Spanish universities are doing remarkable work but “there is no remarkable high school that can accommodate a ‘Nobel’ group.” However, Seville believes that this is not a bad thing because the system is consistent and there are no bad public universities.

One of the Spanish researchers who appears in the pools is the biologist Eva Nogaleswho developed his career at the University of Berkeley, California (and which has more than fifty laureates).

“I think it’s a question of numbers. How many researchers are there in different countries doing science, and how much is invested per researcher in each of them? How much and who makes the appointments? C It’s by invitation only, so who invites those who How much are scientists from different countries exposed to the academy members who make the final decision?

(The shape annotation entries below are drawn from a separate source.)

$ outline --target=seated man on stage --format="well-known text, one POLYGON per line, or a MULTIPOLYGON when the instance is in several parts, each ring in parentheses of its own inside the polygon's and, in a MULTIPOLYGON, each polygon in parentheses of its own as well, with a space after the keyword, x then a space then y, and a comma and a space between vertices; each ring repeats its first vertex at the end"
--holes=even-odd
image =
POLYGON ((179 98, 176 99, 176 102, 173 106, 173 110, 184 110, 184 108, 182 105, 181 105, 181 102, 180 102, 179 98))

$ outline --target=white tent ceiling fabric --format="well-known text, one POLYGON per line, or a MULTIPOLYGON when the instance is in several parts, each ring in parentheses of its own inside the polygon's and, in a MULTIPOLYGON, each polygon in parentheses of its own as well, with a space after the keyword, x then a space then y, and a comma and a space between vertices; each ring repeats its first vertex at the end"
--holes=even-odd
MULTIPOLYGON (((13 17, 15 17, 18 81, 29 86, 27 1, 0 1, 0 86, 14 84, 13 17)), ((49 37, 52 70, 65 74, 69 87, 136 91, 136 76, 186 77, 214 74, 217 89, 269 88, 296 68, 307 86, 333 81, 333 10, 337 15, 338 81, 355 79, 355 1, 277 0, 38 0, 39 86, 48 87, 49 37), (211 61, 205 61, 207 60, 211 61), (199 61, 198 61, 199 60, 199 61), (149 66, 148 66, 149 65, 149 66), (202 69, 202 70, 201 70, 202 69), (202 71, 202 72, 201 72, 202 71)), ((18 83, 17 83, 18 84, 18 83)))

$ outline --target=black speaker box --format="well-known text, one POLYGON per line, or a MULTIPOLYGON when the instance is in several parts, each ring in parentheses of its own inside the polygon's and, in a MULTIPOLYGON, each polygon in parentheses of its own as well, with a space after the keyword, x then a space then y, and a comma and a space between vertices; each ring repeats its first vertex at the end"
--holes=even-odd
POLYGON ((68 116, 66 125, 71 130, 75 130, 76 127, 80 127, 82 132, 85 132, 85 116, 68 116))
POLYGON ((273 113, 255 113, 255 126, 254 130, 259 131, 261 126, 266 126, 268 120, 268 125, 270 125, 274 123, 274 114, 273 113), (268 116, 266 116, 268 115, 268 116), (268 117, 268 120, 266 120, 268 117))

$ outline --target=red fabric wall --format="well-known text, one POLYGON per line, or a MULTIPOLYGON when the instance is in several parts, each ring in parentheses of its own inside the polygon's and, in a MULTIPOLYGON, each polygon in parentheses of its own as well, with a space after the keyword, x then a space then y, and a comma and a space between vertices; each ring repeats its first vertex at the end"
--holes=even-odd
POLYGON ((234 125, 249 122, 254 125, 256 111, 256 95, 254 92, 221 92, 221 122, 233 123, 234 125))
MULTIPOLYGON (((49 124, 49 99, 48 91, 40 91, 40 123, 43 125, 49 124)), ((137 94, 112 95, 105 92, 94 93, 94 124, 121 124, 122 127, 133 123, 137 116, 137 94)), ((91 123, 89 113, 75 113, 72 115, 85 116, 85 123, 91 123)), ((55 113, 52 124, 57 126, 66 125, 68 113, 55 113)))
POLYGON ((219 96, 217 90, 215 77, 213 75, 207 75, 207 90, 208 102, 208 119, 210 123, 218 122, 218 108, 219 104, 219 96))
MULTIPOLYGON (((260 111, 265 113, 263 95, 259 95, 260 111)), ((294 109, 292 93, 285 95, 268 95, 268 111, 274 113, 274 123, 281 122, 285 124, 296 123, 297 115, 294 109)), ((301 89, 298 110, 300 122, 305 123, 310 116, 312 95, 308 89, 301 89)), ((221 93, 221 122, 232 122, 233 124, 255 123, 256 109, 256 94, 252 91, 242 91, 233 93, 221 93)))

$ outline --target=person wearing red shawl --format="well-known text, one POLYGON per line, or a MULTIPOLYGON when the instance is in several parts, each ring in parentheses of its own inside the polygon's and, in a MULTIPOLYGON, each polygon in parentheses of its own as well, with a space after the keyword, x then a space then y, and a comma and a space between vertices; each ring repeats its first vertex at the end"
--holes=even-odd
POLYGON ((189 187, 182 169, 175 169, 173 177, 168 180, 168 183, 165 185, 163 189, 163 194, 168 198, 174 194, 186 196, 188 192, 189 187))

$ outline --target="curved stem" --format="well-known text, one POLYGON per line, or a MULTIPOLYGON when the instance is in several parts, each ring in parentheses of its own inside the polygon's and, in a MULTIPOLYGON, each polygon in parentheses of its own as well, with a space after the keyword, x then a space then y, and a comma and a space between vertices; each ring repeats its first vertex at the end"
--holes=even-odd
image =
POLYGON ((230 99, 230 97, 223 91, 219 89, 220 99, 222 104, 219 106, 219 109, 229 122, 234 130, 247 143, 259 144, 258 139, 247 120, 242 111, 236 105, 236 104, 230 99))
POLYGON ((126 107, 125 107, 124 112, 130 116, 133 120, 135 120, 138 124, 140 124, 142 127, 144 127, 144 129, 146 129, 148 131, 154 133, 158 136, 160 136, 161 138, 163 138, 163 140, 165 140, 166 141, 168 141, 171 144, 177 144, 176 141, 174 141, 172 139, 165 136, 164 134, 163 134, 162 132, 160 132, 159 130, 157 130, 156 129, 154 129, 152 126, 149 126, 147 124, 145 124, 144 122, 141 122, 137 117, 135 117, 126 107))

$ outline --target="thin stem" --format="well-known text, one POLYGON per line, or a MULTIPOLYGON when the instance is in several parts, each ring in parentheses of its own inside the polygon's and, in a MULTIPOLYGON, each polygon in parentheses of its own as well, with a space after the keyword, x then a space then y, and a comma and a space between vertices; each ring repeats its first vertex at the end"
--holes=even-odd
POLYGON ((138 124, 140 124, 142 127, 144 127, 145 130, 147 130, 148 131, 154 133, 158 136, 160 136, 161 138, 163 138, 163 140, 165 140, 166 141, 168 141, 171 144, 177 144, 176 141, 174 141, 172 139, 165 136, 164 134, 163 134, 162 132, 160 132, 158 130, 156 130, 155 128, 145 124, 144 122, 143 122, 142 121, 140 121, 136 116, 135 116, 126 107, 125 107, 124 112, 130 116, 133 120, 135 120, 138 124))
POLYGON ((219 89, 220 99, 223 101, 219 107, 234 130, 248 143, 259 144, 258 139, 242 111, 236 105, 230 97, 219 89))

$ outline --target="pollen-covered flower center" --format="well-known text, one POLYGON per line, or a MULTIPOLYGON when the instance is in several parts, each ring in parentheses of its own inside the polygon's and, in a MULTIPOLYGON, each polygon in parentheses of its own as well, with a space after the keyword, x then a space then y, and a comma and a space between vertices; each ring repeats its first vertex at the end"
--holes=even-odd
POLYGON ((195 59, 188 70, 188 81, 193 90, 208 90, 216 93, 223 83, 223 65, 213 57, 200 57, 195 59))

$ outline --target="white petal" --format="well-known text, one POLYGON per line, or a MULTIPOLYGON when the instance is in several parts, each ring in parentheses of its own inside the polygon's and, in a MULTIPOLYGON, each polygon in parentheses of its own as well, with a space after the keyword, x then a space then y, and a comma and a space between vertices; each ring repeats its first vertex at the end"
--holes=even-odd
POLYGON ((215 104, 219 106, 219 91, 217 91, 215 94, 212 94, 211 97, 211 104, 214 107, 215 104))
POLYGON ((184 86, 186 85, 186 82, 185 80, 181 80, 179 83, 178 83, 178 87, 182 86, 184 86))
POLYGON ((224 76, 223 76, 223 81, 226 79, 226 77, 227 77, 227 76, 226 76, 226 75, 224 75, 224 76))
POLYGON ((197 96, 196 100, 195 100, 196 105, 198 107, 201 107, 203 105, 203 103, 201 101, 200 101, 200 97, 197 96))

Nogales points out that no award is completely fair, “in the sense that there are many more people who deserve them but very few are awarded.”

That’s why this question bothers him. What is “fascinating” about science is “using reason and systematic work to learn the secrets of nature”, not “that someone wears a tailcoat to go see the kings of Sweden once a year. “A scientist is the same person the day before and the day after the Nobel Prize is announced, whether he receives it or not.”